Privacy

What Workshop knows about you.

Plain English version: Workshop is a small tool run by one designer. We collect what we need to keep your projects on the screen, and not a scrap more. No analytics yet. No trackers. No ads. No selling your work to anyone.

Last reviewed by counsel: pending — please consult counsel before public launch. This page is written by the founder in designer voice and has not yet been across a lawyer’s desk.

What does Workshop collect?

Six things, all of them obvious if you think about what the product does:

  • Your sign-in details. Email address, and a one-way scrambled version of your password (we never see the password itself). If you sign in with Google instead, we get the email and a stable identifier from Google.

  • Your profile. The name, avatar, and short “about” line you put on your settings page. Optional — leave them blank and Workshop still works.

  • Your projects and artefacts. Everything you type into the canvas: project names, folder names, personas, jobs, journeys, problem statements, briefs. This is the work itself. We store it so you can come back to it.

  • Pairing keys. When you pair Workshop with Claude Code, we generate a long, random key that lets your Claude Code talk to your projects. We store the key so we can tell it’s really you, and nothing else. You can revoke it from your settings page at any time.

  • Connection records. Light, technical breadcrumbs about your Claude Code connection — when it last connected, whether it’s online — so the canvas can show “paired” or “not paired” correctly.

  • Semantic-search embeddings. When you save an artefact, Workshop generates a short numeric fingerprint (an embedding) so Cmd-K search can find it. The fingerprint travels through OpenRouter to reach an OpenAI embedding model and back. We store the fingerprint against your artefact and discard the request transcript.

When you pair Claude Code, any AI writing runs inside your own Claude Code session — Workshop never sees the prompt or the model output. The canvas only stores what Claude Code writes back to your project.

What does Workshop not collect?

  • Analytics. There are no third-party analytics on Workshop today. If we ever add product analytics, you’ll see a banner asking before anything starts measuring you.

  • Tracking pixels, ad networks, affiliate links, or fingerprinting. None. If a request leaves your browser, it goes to Workshop or to a service Workshop pays directly to run the product.

  • Your browsing history, location, contacts, calendar, or anything else outside Workshop’s own canvas.

  • Payment card numbers. When billing turns on, Stripe handles the card — Workshop only sees a customer reference and the subscription state.

What about cookies?

Three cookies, all functional, none for tracking:

  • Sign-in cookie. Keeps you signed in between visits. Essential — without it Workshop forgets who you are on every page load.
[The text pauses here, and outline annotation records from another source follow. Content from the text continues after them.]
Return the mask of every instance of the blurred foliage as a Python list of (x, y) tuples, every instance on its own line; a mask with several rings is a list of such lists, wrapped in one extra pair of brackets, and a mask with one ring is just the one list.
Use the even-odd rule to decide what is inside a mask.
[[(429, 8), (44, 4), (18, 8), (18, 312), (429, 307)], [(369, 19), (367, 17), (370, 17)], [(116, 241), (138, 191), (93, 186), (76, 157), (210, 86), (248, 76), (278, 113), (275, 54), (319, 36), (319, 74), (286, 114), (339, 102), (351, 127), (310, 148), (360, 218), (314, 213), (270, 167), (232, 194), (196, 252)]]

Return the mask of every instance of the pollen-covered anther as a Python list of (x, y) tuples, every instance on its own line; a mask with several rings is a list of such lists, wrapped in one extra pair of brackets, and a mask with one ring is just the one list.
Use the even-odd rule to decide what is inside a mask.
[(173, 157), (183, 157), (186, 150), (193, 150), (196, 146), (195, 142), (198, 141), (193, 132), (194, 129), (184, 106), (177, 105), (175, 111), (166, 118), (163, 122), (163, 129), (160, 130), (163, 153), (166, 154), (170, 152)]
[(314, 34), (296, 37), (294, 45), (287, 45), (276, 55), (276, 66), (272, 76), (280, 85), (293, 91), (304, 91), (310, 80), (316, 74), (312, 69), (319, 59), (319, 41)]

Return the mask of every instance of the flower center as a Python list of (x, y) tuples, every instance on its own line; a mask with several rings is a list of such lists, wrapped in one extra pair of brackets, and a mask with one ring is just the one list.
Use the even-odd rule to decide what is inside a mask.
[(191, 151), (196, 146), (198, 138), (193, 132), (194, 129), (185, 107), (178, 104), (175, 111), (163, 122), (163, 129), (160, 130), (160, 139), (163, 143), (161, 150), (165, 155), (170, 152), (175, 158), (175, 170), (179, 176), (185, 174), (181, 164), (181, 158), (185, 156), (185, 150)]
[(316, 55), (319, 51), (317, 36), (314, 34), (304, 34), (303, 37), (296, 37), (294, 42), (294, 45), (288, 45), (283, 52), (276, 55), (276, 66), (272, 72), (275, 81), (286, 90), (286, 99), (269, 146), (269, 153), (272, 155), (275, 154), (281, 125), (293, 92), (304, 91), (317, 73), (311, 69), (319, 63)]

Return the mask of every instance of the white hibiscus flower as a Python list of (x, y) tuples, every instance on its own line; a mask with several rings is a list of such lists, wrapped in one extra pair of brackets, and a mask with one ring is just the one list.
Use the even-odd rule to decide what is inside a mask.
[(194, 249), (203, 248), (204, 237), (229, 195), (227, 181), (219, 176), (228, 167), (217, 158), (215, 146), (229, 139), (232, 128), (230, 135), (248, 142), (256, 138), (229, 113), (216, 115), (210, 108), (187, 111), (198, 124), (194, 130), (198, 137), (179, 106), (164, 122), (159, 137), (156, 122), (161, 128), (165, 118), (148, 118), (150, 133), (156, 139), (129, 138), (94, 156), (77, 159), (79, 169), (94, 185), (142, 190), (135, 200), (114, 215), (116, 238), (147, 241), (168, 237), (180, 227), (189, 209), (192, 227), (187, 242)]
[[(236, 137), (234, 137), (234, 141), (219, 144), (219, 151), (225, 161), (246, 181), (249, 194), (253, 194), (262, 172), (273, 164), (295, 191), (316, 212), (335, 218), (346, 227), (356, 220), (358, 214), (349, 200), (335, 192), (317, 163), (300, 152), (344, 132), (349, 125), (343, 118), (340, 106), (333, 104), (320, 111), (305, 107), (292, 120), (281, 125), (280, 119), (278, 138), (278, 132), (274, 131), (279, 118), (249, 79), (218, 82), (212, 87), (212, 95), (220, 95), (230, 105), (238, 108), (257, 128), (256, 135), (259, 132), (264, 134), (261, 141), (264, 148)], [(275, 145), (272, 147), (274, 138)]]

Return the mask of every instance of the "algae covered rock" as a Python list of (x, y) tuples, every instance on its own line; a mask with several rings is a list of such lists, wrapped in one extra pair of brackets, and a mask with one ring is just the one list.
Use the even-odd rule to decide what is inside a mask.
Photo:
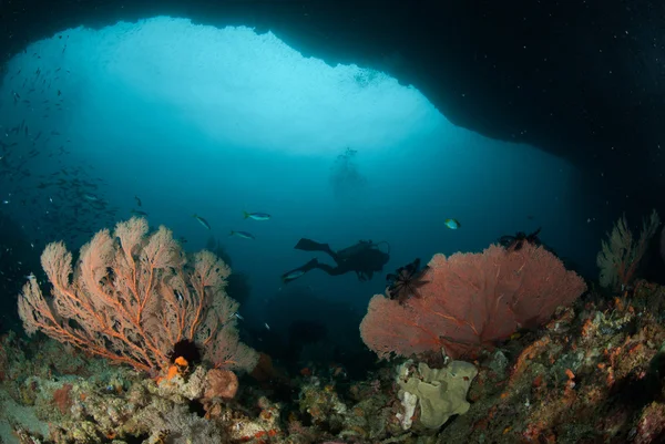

  • Theme cookie. Remembers whether you picked light or dark. Optional, easy to clear.

  • Sidebar cookie. Remembers whether your sidebar is open or collapsed. Optional.

Who else sees your data?

A small, named list of services Workshop pays to run the product. They process your data on Workshop’s instructions and they don’t use it for their own purposes.

  • Supabase hosts the database where your projects live and handles the sign-in machinery. Data sits in EU regions (Frankfurt and Paris).

  • Vercel runs the website itself — the page you’re reading right now. Vercel sees the standard request information any hosting service does (your address, the page you asked for, a timestamp).

  • OpenRouter routes the short numeric embedding requests Workshop generates for Cmd-K search. Your artefact title and summary travel through OpenRouter to reach the embedding model. AI writing happens inside your paired Claude Code session, never through OpenRouter.

  • Stripe will handle payment when billing turns on. Stripe sees the bits payment processors need to see (your card, your country); Workshop only gets a customer reference back.

That’s the full list. There is no other party with access to your projects.

How long do we keep it?

For as long as your account is open. The moment you delete your account, your projects, artefacts, profile, and pairing keys are removed from the database. Backups roll off on their normal schedule (typically thirty days) and after that the data is gone for good.

Translation cache entries (only relevant on the unpaired path) are keyed to your project — they leave with the project.

What can you do about it?

Quite a lot. Workshop tries to make the obvious actions one click away rather than a support ticket.

  • Export everything. Settings → Account → Export your data downloads every project, artefact, and folder you own as a single JSON file. No queue, no email-confirm, no waiting.

  • Delete everything. Settings → Account → Delete accountwipes your account and all the projects in it. There’s no recovery. We’d rather you keep that power than have to email us for it.

  • Edit anything wrong. Profile, projects, folders — all editable from inside the app. If something can’t be edited and you think it should be, tell us.

  • Revoke Claude Code. The pairing key you generated for Claude Code can be revoked from settings. New key, old one stops working.

UK and EU users: under GDPR you also have the right to ask for a copy of the data we hold about you, ask us to correct or delete it, ask us to restrict how we use it, and complain to your local data protection authority. The export and delete buttons cover most of that already; for anything else, email us at hello@workshop.aicity.dev.

Is it secure?

Best-effort, not enterprise-grade. Your traffic is encrypted in transit, your password is one-way scrambled, your database access is row-level scoped so one user can’t read another’s projects, and your pairing key is stored as a one-way hash so even we can’t read it back to you. If you’re storing legally sensitive material, please use a tool built for that.

What if this page changes?

If we change the way Workshop handles your data, we’ll update this page and email you about anything material before it takes effect. Cosmetic edits (clearer wording, fixed typo) won’t trigger an email.

Still got questions?

Workshop is run by one designer, so the support address goes straight to a human: hello@workshop.aicity.dev. The companion document for “what counts as fair use” and “who’s responsible for the output” lives at Terms.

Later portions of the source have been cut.